The year 2022 is behind us. It was an eventful year post-pandemic. Barring the Omicron wave in the first quarter of 2022, the effect of the pandemic has been less severe in India compared to most other countries of the world. Government spending on infrastructure and targeted aid to the poor and needy sections of society, during the two years of the pandemic, showed their impact in bouncing back of the Indian economy. Due to timely and effective measures like free rations and food subsidies to the poor, India prevented an increase in extreme poverty level.

However, according to experts, the pandemic has taken a great toll on the middle-class population of India. Experts from Mumbai University have defined the middle class as spending from US$ 2 to US$ 10 per person per day (i.e., Rs. 160 to Rs. 800 approx.). According to this criterion, almost half of India’s population of 1.3 billion is in the middle class.

Many middle-class families have plunged into poverty due to the loss of jobs, non-availability of food subsidies, and other help from the Government. This one class has been neglected by successive Governments, may be because it is not viewed as a united vote bank.
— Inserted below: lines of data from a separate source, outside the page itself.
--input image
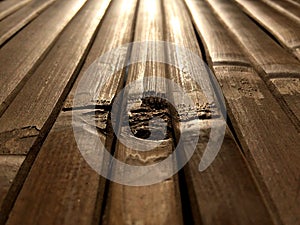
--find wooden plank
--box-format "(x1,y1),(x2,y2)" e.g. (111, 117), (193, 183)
(0, 0), (55, 46)
(188, 3), (299, 224)
(103, 0), (183, 224)
(214, 66), (300, 224)
(263, 0), (300, 23)
(0, 0), (31, 21)
(286, 0), (300, 7)
(163, 0), (272, 224)
(0, 0), (85, 115)
(207, 0), (300, 77)
(0, 0), (110, 154)
(270, 78), (300, 127)
(186, 0), (250, 65)
(205, 1), (300, 127)
(3, 0), (137, 225)
(235, 0), (300, 51)
(0, 155), (25, 208)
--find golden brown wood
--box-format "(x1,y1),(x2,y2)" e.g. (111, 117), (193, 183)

The poor can survive on social welfare schemes with the Government providing free and subsidised foods, medical treatments, electricity, homes, education, gas cylinders, and other freebies. The rich do not need any such help and can thrive despite inflation or recession, whereas it is the middle class that is crushed by high inflation and lack of support from the Government.

India has a strong middle-class population which has the potential of driving the economy to newer heights, if only, it is empowered, encouraged, and provided fair treatment. Middle-class people, especially SME entrepreneurs and salaried people in unorganised sectors, pay taxes all their life, but have no social security to take care of them in their old age. A passbook system should be devised wherein taxes paid by a taxpayer are recorded and after a certain age, pension is paid to him in the proportion of taxes paid by him.

One of the criteria for the reservation for the Economically Weaker Sections of the Society is that “the annual income of the concerned household should not be more than Rs. 8 lakhs.” Ironically, a household earning Rs. 8 lakhs annually, is considered economically weak whereas the Income-tax Act, 1961 provides the threshold of only Rs. 2,50,000 (with the tax rebate of Rs.12,500 the effective limit is Rupees 5 lakhs). Most Indian households have only one earning member and therefore practically this limit, which is quite low, is for the entire household, so to say.

If one were to calculate GST paid on household expenses, then one would find that the actual burden of taxes is much more for the middle class, as it is the largest consumer class in society. Yet, unfortunately, it is at the receiving end with no relief in sight. With the increased collection in GST, there is a case for a reduction in the rate of GST, an increase in the threshold exemption limit, and a reduction of personal income tax rates. In any case, people are paying GST and contributing to the growth of the Nation.

There are some serious non-tax implications as well, of neglecting the middle class. Many families have adopted the One-Child policy as they cannot afford expensive education for their children. Most of the children from middle-class society are aspiring to leave India due to the caste-based reservation policy, lack of incentives, and opportunities at home. Foreign jobs appear to them as the only option to support their families and pull them out of the curse of belonging to the “middle class” in India. Can we not stop this? Can we not provide a dignified living for a middle-class person in India? After all, he is the backbone of the Indian economy. Can we expect some relief in the Union Budget 2023 for the middle-class population of India which is reeling under the burden of inflation and pandemic shocks?

A high-level committee may be constituted to look into the woes of the middle class, which can suggest multidimensional measures to provide much-needed relief.

Let me leave you with a famous quote from an American Political Economist, a former dean of the MIT Sloan School of Management and author of several books on Economics, the late Mr. Lester Thurow:

“A healthy middle class is necessary to have a healthy political democracy. A society made up of rich and poor has no mediating group either politically or economically”.

Let’s usher in the new year 2023 with the hope that the middle-class population in India will get the much-needed attention, recognition, and well-deserved encouragement both, politically and economically. The government is focussing on “Ease of Doing Business” in India, and I think the time has come to focus on “Ease of Living in India” as well.

Best wishes for a happy and prosperous New Year!